Tras la polémica generada en redes sociales por una multa de $ 2.838.750 aplicada a un vecino de Ramallo, el Juzgado de Faltas se refirió al sentido de las sanciones y recordó que las normas de tránsito tienen como objetivo principal prevenir accidentes y proteger la vida.
El caso surgió luego de que un motociclista cuestionara públicamente el monto de la multa, que contempló distintas infracciones vinculadas con la documentación, la licencia de conducir, el seguro, la patente y el uso del casco.

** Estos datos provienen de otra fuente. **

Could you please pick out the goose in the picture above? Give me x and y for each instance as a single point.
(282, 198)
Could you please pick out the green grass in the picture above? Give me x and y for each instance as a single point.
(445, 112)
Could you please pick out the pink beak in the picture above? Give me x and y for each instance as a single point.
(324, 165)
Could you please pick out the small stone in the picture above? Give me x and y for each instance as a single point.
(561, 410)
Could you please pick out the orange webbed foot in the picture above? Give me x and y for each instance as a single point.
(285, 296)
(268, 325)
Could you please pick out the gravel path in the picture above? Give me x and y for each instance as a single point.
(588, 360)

Desde el organismo señalaron que estos requisitos no constituyen simples formalidades. La licencia acredita la habilitación para conducir, la documentación permite identificar al vehículo, el seguro garantiza cobertura ante eventuales daños a terceros y el casco reduce el riesgo de lesiones graves.

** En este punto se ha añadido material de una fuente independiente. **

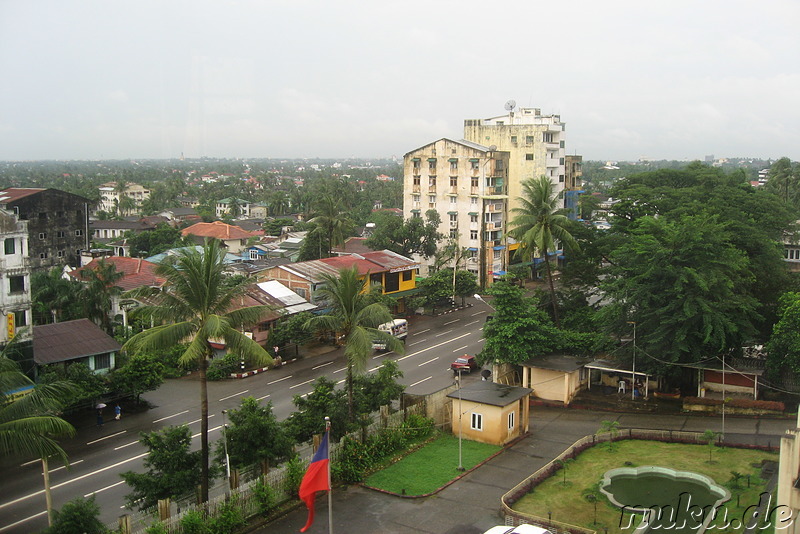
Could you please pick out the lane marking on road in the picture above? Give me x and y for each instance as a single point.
(86, 475)
(64, 466)
(420, 382)
(103, 489)
(279, 380)
(234, 395)
(171, 416)
(12, 525)
(198, 420)
(433, 347)
(126, 445)
(106, 437)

El Juzgado remarcó además que, cuando se acumulan varias infracciones, la sanción se determina dentro de los parámetros establecidos por la normativa vigente. En ese sentido, sostuvo que el monto no guarda relación con el valor económico del vehículo.
Las multas se expresan en Unidades Fijas y su valor se actualiza a nivel provincial, mientras que el juez determina la sanción dentro de los rangos previstos para cada infracción.
El organismo sostuvo que las sanciones buscan no solo castigar, sino también generar un efecto preventivo y disuasorio.